Yetmiyor, evlerine gelen misafirlerin kimisi Mesnevi’yi şerh etmiş, kimisi rektör, kimisi de Bediüzzaman Füruzanfer gibi gerçek edebiyat uzmanı; hatta Tagore gibi Nobelli bir Hint şairi bile konukları olabiliyor.

Bilginin uslanmaz yolcusu

Sonra ABD yılları ve bugün her biri sahalarında gerçek birer klasik olan bilim tarihçileri George Sarton’dan De Santillana’ya, filozof Bertrand Russell’dan Sibernetiğin teorisyeni Norbert Wiener’a, Hint filozofu Radhakrişnan’dan bir ara Türkiye’ye de gelen müzikolog Paul Hindemith’e, yazarın “İngilizce konuşulan ülkelerde yetişmiş en büyük İslam araştırmacısı” olarak takdim ettiği H. A. R. Gibb’den sonradan ABD’nin en şöhretli diplomatlarından olan Prof. Henry Kissinger’a, sabık İran Şahı Rıza ve eşi Farah Diba’dan Allâme Tabatabaî’ye ve daha pek çok ilim ve devlet adamına kadar uzanan geniş ve enternasyonal bir ağa dahil olmayı başaran Nasr’ı Nasr yapan somut faktörleri bu özet otobiyografisinden öğrenebiliyoruz.

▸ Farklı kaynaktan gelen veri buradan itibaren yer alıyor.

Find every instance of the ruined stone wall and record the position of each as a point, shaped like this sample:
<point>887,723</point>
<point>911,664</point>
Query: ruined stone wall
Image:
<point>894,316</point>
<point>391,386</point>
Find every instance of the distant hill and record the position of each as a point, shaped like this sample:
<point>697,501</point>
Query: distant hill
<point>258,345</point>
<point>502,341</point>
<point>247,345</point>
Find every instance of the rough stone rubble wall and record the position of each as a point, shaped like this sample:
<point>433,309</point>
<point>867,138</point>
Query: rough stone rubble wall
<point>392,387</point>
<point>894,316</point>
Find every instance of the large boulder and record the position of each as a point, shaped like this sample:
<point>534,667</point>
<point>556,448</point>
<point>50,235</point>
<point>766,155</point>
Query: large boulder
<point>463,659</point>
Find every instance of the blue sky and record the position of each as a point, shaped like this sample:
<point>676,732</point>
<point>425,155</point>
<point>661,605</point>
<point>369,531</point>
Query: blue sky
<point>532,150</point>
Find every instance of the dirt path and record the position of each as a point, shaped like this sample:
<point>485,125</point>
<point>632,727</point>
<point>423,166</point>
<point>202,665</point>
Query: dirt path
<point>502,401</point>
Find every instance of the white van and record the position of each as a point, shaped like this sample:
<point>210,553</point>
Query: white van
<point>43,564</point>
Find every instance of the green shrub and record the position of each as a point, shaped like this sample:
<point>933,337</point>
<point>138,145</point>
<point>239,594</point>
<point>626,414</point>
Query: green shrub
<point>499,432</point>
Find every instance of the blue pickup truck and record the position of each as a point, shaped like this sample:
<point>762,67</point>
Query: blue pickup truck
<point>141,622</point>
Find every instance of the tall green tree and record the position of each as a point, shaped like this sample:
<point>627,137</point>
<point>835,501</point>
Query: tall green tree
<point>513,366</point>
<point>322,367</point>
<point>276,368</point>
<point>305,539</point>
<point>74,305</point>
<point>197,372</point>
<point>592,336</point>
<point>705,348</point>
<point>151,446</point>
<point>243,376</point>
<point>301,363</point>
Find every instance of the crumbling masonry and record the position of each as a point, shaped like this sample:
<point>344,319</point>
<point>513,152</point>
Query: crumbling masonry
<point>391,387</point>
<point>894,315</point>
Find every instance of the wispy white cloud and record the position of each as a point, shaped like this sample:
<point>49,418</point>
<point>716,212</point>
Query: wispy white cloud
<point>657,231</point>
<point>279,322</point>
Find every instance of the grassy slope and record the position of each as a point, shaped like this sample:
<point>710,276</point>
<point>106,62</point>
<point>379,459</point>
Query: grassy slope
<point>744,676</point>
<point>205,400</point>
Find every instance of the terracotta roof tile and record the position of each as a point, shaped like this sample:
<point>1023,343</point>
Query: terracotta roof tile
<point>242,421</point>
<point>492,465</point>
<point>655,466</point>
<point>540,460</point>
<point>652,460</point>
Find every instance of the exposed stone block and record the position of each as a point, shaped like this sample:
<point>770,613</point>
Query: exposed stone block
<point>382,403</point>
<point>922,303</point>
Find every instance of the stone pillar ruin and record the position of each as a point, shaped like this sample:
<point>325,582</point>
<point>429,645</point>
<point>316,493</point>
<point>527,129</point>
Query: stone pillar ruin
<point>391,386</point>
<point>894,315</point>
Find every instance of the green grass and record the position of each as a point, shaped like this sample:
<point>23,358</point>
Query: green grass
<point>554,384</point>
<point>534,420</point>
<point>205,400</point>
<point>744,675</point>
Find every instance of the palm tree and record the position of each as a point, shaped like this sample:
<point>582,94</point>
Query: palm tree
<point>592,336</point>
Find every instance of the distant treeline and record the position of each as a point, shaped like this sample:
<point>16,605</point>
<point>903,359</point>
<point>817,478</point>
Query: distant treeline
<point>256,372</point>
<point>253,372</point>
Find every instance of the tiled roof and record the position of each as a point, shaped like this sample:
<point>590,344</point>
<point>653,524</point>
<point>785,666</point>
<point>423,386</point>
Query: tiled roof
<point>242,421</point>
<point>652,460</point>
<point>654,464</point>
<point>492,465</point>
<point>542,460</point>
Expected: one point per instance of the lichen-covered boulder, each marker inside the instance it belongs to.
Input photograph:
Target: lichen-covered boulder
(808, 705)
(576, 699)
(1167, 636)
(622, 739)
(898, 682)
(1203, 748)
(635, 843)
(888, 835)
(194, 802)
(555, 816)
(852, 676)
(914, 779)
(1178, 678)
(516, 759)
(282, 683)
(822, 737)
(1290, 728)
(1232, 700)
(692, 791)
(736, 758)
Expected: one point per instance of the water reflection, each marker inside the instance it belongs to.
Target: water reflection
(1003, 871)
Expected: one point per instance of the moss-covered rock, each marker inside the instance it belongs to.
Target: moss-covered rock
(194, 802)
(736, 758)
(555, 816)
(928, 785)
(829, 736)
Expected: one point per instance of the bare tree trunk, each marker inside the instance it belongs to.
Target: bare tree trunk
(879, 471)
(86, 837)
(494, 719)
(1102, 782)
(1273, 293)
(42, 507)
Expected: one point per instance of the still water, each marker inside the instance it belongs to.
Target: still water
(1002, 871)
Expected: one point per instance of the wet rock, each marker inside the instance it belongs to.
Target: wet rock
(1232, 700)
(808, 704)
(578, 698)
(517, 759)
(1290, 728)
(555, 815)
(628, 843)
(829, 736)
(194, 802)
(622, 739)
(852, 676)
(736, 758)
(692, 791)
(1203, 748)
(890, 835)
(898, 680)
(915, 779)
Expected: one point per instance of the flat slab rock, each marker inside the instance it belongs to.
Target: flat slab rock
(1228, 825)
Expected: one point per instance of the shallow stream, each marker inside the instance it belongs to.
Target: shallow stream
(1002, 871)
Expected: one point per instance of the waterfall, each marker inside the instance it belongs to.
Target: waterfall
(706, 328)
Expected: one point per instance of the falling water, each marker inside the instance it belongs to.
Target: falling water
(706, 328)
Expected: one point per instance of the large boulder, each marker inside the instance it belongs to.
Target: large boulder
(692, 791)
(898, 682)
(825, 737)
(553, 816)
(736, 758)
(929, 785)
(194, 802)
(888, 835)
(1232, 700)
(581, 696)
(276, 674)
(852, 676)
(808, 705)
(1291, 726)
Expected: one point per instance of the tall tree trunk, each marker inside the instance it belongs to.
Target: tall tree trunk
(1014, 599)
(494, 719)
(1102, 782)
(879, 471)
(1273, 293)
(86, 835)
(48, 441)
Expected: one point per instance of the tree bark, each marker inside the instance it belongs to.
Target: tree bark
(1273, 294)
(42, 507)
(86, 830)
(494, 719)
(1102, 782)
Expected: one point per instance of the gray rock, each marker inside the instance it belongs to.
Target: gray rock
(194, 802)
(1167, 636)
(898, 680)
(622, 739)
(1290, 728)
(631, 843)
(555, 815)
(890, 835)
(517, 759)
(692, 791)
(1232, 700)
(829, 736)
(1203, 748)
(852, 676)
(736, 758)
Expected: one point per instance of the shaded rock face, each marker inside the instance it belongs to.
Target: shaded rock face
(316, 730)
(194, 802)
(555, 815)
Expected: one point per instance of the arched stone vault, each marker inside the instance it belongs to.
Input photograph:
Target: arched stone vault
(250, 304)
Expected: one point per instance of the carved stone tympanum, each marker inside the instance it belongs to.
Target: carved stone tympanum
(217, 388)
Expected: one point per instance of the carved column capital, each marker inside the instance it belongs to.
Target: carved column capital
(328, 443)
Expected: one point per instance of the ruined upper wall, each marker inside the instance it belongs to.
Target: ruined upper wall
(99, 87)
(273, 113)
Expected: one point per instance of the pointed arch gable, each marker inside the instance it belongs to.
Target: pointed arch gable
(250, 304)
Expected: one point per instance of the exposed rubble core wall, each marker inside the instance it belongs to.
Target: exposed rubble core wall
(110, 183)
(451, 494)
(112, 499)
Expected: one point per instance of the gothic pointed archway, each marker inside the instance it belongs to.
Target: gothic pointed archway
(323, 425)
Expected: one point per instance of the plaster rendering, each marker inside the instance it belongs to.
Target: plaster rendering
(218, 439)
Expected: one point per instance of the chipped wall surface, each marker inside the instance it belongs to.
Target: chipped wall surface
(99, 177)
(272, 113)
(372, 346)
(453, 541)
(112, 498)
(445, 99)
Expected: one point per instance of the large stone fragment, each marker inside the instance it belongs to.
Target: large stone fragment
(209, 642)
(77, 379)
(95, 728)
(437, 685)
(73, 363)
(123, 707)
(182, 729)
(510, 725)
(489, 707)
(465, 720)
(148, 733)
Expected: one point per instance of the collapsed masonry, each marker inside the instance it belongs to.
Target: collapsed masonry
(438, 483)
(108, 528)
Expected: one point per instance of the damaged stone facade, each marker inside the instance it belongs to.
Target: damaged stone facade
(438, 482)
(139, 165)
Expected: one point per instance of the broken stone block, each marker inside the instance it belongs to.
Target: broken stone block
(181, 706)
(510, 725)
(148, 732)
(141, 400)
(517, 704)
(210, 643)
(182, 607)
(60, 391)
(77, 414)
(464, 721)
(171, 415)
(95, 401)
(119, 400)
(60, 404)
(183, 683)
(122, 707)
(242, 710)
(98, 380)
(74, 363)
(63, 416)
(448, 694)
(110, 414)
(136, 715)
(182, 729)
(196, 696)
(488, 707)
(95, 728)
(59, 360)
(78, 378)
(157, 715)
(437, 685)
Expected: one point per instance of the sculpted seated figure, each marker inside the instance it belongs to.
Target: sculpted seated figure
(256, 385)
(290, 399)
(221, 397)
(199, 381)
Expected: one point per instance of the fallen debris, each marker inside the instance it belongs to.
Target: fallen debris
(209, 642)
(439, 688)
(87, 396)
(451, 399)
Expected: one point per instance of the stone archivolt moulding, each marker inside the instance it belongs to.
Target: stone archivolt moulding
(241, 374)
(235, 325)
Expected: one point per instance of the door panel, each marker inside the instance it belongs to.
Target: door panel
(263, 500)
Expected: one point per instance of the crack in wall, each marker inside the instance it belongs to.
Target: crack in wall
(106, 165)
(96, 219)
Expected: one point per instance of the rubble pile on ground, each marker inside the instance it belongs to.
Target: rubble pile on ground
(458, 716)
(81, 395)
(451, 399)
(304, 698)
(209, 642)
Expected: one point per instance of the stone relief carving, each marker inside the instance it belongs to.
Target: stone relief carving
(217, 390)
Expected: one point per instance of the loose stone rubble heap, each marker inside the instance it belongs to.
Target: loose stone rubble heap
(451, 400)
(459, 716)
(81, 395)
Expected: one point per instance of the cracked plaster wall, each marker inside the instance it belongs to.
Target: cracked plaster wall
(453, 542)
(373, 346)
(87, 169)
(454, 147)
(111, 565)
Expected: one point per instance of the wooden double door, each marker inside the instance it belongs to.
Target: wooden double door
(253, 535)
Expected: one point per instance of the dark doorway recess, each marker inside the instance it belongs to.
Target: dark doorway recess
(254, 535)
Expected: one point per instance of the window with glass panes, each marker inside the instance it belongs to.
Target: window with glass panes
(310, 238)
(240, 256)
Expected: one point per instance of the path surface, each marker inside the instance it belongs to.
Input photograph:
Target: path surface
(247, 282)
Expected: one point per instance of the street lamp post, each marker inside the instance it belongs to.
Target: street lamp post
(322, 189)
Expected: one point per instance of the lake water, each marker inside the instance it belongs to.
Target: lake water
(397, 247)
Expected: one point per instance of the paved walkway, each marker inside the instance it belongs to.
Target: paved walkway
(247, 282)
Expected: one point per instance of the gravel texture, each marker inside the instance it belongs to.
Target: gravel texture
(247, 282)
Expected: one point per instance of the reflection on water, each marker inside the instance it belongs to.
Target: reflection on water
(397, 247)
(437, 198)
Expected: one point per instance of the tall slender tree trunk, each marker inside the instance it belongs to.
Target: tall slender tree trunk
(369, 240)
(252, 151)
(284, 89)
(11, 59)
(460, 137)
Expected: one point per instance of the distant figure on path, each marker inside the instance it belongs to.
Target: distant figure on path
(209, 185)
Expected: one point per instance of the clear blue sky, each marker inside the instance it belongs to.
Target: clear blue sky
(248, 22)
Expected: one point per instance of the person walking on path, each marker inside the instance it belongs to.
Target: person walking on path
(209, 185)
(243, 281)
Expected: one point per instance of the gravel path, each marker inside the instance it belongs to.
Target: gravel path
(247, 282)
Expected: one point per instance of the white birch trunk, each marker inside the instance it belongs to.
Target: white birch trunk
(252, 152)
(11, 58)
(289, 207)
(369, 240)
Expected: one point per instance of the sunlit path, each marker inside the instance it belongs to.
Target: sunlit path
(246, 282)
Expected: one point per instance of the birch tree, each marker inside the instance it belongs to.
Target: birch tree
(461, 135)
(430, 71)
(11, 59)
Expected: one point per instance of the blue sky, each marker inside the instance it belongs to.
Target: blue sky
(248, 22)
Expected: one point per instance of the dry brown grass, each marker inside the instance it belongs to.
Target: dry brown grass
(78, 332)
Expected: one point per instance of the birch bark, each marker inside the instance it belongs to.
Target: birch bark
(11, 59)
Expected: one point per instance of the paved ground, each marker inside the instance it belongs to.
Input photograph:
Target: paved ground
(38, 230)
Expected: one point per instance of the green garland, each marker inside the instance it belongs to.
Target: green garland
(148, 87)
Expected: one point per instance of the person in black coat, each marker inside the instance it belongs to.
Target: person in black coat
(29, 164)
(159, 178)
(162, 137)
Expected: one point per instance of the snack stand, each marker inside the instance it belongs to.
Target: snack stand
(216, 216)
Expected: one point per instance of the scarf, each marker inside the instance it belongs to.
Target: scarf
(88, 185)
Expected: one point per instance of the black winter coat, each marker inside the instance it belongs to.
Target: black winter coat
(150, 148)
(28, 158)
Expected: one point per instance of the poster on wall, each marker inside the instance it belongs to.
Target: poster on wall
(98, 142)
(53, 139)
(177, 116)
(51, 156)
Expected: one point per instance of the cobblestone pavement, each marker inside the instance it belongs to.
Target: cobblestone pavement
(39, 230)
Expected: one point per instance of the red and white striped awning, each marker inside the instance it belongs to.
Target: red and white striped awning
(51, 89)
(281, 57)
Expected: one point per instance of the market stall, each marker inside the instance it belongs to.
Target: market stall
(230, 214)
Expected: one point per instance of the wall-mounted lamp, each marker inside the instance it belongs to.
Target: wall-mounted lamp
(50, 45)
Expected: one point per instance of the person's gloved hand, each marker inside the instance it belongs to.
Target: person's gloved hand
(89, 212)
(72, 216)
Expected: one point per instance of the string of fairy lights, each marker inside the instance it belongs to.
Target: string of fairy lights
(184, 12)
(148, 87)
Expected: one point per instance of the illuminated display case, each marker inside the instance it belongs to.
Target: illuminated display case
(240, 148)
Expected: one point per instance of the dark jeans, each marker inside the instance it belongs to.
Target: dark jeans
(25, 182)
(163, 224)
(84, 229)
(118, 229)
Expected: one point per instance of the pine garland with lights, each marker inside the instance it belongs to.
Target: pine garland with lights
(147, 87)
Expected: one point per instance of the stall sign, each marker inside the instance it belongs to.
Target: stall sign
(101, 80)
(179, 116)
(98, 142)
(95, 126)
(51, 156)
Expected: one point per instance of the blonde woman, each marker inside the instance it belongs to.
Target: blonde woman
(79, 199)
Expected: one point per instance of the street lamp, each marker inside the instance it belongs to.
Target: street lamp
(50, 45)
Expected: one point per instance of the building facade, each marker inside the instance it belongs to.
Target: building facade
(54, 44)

Gerçekten de şanslı biri diyorsunuz okurken. Lakin şansını, zannettiğimiz gibi sadece kucağında bulmakla kalmıyor; arıyor. Kendisi de arayışla geçen ömrünü şu kelimelerle özetlemiş: “Herkes bireysel olarak hakikatin peşinde olmalı. Tıpkı nefes alıp vermek gibi birilerinin bizim adımıza yapamayacağı türden bir şey bu.”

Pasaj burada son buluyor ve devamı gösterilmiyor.